Step 4: To determine all the other points, repeat step 3, to give you a tentative y coordinate.
(Xn, Yn).
Compare the distance {(Xn, Yn), (X3, Y3)} to Dp3pn in your matrix. If it is identical, you have successfully identified the coordinate for point n. Otherwise, the point n is at (Xn, -Yn).
Note there is an alternative to step 4, but it is too much math for a Saturday afternoon
If for points p, q, and r you have pq, qr, and rp in your matrix, you have a triangle.
Wherever you have a triangle in your matrix you can compute one of two solutions for that triangle (independent of a euclidean transform of the triangle on the plane). That is, for each triangle you compute, it's mirror image is also a triangle that satisfies the distance constraints on p, q, and r. The fact that there are two solutions even for a triangle leads to the chirality problem: You have to choose the chirality (orientation) of each triangle, and not all choices may lead to a feasible solution to the problem.
Nevertheless, I have some suggestions. If the number entries is small, consider using simulated annealing. You could incorporate chirality into the annealing step. This will be slow for large systems, and it may not converge to a perfect solution, but for some problems it's the best you and do.
The second suggestion will not give you a perfect solution, but it will distribute the error: the method of least squares. In your case the objective function will be the error between the distances in your matrix, and actual distances between your points.

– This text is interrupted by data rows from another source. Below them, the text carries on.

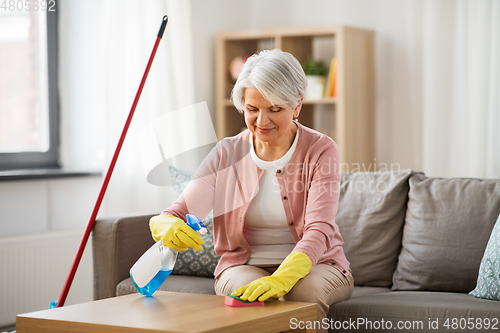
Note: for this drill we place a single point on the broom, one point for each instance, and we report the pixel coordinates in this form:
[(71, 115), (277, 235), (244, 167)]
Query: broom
[(104, 186)]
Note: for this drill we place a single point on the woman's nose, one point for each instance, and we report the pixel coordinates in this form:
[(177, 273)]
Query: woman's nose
[(262, 118)]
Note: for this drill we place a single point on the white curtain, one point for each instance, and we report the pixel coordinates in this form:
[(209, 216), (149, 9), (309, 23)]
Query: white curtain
[(457, 80), (131, 27)]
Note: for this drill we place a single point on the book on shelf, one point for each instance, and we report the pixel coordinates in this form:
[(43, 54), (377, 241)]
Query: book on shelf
[(331, 83)]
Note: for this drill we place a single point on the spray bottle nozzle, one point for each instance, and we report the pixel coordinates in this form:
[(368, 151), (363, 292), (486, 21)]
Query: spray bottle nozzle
[(194, 222)]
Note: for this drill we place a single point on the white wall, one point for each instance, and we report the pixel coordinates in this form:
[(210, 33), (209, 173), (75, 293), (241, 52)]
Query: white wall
[(39, 206)]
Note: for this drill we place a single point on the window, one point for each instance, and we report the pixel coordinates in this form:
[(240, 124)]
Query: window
[(28, 85)]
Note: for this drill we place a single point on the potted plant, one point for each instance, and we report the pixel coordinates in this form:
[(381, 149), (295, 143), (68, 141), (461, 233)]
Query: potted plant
[(315, 71)]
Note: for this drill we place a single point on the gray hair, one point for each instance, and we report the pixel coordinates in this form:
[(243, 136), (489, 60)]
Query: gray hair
[(277, 75)]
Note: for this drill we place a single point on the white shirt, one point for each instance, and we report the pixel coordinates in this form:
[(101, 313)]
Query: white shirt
[(265, 229)]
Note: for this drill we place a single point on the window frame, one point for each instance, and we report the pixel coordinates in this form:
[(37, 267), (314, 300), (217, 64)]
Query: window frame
[(50, 158)]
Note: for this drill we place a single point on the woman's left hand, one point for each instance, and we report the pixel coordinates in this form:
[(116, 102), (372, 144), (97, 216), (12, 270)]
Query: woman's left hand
[(295, 266)]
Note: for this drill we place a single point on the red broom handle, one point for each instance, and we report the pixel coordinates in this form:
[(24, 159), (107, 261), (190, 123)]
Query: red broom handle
[(104, 186)]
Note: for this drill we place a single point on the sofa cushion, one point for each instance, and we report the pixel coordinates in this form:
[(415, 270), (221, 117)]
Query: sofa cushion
[(191, 262), (370, 217), (448, 223), (417, 310), (177, 283), (488, 281)]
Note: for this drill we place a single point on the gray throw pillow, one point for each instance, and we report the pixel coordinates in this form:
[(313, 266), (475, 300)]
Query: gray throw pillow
[(448, 223), (370, 217), (192, 262)]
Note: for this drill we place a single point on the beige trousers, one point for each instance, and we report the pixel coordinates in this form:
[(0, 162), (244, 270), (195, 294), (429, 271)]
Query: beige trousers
[(324, 285)]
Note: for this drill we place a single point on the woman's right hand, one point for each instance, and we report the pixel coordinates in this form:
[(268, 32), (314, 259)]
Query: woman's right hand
[(174, 233)]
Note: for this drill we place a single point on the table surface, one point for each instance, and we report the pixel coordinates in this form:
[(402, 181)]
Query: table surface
[(166, 312)]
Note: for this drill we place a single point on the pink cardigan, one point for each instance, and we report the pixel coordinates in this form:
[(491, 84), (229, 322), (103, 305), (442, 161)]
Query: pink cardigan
[(228, 179)]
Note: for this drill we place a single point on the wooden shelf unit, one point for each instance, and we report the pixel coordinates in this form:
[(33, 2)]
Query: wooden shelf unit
[(349, 117)]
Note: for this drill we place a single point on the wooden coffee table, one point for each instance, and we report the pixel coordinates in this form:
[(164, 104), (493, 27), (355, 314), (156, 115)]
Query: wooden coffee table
[(166, 312)]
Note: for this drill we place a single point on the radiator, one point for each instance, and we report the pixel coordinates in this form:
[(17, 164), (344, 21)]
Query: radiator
[(33, 270)]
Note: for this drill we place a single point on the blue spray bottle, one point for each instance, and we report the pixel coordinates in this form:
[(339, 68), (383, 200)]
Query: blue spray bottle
[(156, 264)]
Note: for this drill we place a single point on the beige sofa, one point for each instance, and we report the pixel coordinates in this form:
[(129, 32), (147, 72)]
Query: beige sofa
[(415, 245)]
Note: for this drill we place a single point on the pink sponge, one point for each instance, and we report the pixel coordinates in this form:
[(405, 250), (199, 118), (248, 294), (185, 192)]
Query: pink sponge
[(237, 302)]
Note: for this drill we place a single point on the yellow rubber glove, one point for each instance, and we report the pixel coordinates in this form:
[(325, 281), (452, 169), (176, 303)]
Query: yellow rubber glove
[(174, 233), (295, 266)]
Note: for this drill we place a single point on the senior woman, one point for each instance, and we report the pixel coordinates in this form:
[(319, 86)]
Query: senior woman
[(274, 191)]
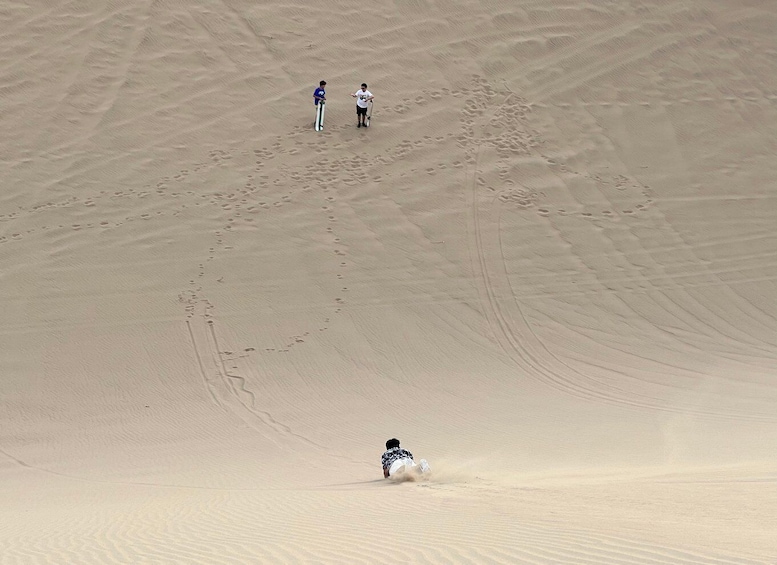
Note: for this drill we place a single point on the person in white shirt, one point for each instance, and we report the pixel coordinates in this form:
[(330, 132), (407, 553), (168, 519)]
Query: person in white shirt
[(362, 97)]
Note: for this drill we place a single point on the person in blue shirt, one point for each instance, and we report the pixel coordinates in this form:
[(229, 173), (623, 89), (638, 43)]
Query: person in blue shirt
[(319, 94)]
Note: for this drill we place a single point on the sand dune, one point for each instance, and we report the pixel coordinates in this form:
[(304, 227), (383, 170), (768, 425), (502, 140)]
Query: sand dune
[(548, 267)]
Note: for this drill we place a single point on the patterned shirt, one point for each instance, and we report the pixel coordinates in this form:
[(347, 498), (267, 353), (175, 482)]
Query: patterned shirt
[(392, 455)]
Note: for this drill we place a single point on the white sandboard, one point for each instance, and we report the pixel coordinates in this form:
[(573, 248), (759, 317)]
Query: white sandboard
[(320, 109), (402, 466), (369, 114)]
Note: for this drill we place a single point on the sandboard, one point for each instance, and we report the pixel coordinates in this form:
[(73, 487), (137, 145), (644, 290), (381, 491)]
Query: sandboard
[(369, 114), (320, 109)]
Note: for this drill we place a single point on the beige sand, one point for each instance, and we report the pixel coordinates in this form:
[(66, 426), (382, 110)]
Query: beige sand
[(548, 267)]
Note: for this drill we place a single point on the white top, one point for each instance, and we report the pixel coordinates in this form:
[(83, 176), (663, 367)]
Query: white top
[(361, 97)]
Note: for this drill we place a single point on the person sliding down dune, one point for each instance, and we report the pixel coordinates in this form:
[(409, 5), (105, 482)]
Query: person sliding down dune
[(396, 460)]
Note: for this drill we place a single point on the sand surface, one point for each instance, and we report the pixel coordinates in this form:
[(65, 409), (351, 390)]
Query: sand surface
[(548, 267)]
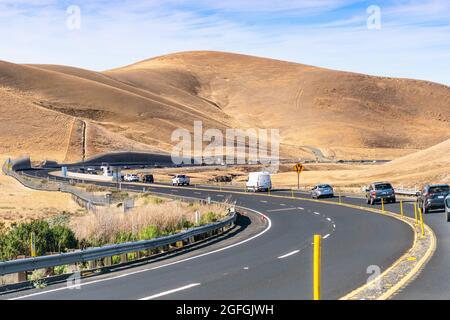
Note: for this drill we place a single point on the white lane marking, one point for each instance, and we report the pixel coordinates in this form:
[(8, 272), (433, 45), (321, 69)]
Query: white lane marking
[(284, 209), (269, 226), (288, 254), (165, 293)]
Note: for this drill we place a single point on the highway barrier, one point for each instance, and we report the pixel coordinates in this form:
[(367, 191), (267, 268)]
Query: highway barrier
[(95, 254)]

This is a math problem. To derive coordinate matrix X only given by its distance matrix.
However there is an efficient solution to this -- Multidimensional Scaling, that do some linear algebra. Simply put, it requires a pairwise Euclidean distance matrix D, and the output is the estimated coordinate Y (perhaps rotated), which is a proximation to X. For programming reason, just use SciKit.manifold.MDS in Python.
The "eigenvector" method given by the favourite replies above is very general and automatically outputs a set of coordinates as the OP requested, however I noticed that that algorithm does not even ask for a desired orientation (rotation angle) for the frame of the output points, the algorithm chooses that orientation all by itself!
People who use it might want to know at what angle the frame will be tipped before hand so I found an equation which gives the answer for the case of up to three input points, however I have not had time to generalize it to n-points and hope someone will do that and add it to this discussion. Here are the three angles the output sides will form with the x-axis as a function of the input side lengths:
angle side a = arcsin(sqrt(((c+b+a)*(c+b-a)*(c-b+a)*(-c+b+a)*(c^2-b^2)^2)/(a^4*((c^2+b^2-a^2)^2+(c^2-b^2)^2))))*180/Pi/2
angle side b = arcsin(sqrt(((c+b+a)*(c+b-a)*(c-b+a)*(-c+b+a)*(c^2+b^2-a^2)^2)/(4*b^4*((c^2+b^2-a^2)^2+(c^2-b^2)^2))))*180/Pi/2
angle side c = arcsin(sqrt(((c+b+a)*(c+b-a)*(c-b+a)*(-c+b+a)*(c^2+b^2-a^2)^2)/(4*c^4*((c^2+b^2-a^2)^2+(c^2-b^2)^2))))*180/Pi/2
Those equations also lead directly to a solution to the OP's problem of finding the coordinates for each point because: the side lengths are already given from the OP as the input, and my equations give the slope of each side versus the x-axis of the solution, thus revealing the vector for each side of the polygon answer, and summing those sides through vector addition up to a desired vertex will produce the coordinate of that vertex. So if anyone can extend my angle equations to handling beyond three input lengths (but I note: that might be impossible?), it might be a very fast way to the general solution of the OP's question, since slow parts of the algorithms that people gave above like "least square fitting" or "matrix equation solving" might be avoidable.